Von weit her kommt die Sage vom "Romanischen Café", gleich bei der Gedächtniskirche, die Sage vom Goldenen Zeitalter. Da hockten sie alle zusammen, machten unentwegt Projekte und Wortspiele und hoben die Welt wenigstens für einen Augenblick aus den Angeln.

Abends saßen sie dann geschlossen in der Uraufführung der "Dreigroschenoper" und ließen die Autoren hochleben in ihren Zeitungen oder hauten Brecht dafür in die Pfanne, daß er ein paar Rimbaud-Verse geklaut hatte. Aber gemeinsam stand man gegen die alten Stützen der Gesellschaft, gegen all die Monokelträger, Kommißköpfe, Untertanen, gemeinsam setzte man das Projekt der Moderne durch und feierte Döblins "Berlin Alexanderplatz" als den modernen deutschen Roman, den Roman der Hauptstadt Berlin.

Walter Benjamin rezensierte Siegfried Kracauer, Kracauer rezensierte Benjamin und Tucholsky alle anderen, und mit jedem Tag schien es fiebriger zuzugehen in der Hauptstadt. Benjamin sah schon das "Morgengrauen des Revolutionstages" sich ankündigen, etwas voreilig vielleicht. Wilde Jahre, wildes Schreiben, wilder Journalismus - doch wer heute nach Berlin kommt, erlebt nur wildes Bauen.
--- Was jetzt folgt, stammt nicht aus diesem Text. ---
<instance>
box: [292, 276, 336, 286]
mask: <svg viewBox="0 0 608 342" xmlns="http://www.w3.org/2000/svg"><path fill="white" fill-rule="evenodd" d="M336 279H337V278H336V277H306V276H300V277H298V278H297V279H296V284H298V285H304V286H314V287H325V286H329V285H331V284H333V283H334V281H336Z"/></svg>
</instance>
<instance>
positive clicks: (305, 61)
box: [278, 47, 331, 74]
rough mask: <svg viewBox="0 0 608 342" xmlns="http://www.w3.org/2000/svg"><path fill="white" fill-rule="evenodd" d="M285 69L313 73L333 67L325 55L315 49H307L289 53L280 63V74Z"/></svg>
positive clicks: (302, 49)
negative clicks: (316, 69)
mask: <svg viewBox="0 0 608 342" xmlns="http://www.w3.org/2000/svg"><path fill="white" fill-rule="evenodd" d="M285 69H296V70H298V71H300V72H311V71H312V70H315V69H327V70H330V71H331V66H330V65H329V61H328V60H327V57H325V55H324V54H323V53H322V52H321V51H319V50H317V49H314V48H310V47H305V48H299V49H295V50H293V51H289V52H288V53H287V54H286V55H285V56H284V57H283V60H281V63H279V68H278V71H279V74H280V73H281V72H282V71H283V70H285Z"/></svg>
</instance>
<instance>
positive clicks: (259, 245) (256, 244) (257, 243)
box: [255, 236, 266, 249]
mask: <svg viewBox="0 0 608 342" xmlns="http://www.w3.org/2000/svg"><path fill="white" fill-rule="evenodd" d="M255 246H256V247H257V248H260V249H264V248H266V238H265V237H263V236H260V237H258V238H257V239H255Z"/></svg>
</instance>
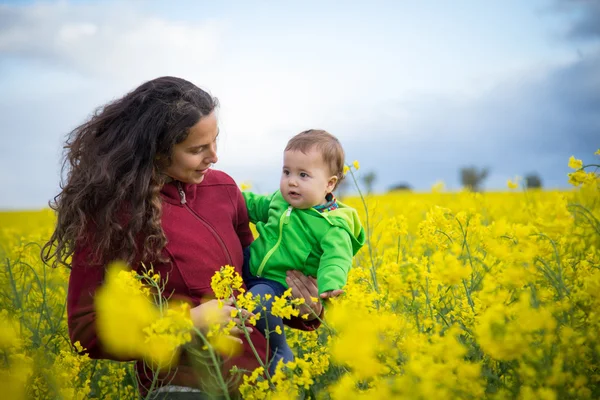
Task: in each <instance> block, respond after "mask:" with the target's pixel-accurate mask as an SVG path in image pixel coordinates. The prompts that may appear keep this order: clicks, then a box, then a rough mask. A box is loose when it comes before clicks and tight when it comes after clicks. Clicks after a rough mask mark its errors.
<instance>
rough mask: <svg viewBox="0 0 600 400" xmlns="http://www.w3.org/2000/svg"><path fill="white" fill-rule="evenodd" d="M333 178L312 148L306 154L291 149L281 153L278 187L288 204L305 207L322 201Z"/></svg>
mask: <svg viewBox="0 0 600 400" xmlns="http://www.w3.org/2000/svg"><path fill="white" fill-rule="evenodd" d="M336 181H337V178H336V177H335V176H332V175H331V173H330V171H329V167H328V166H327V165H326V164H325V162H324V161H323V157H322V156H321V153H320V152H319V151H318V150H317V149H316V148H313V149H311V150H309V151H308V152H307V153H306V154H305V153H303V152H301V151H291V150H290V151H286V152H284V153H283V170H282V173H281V181H280V182H279V189H280V190H281V194H282V195H283V198H284V199H285V201H287V202H288V203H289V204H290V205H291V206H293V207H295V208H300V209H307V208H311V207H314V206H316V205H320V204H325V202H326V200H325V195H326V194H327V193H331V191H332V190H333V188H334V187H335V183H336Z"/></svg>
Die größte Stadt Deutschlands ist die größte Baustelle Europas. Doch das alte Zeitungs-Berlin der Weimarer Jahre ist heute nur noch Legende. Natürlich ist Sommer und Sommerflaute, und natürlich jammern alle übers Wetter und daß es so schwül sei und so kalt und nichts los und die Stadt leer - aber müssen sich die Berliner Zeitungen wirklich mit aller Gewalt um das Niveau des Krähwinkler Boten bemühen? In Berlin ist er in vier verschiedenen Ausgaben zu haben. Sie heißen Berliner Zeitung (Auflage: 230 000), Berliner Morgenpost (170 000), Tagesspiegel (130 000) und tageszeitung (taz, Berlinauflage: 14 000). Die drei großen sind frisch umgestellt, neues Layout, neue Aufmachung, besserer Druck, aber alle verlieren sie an Auflage.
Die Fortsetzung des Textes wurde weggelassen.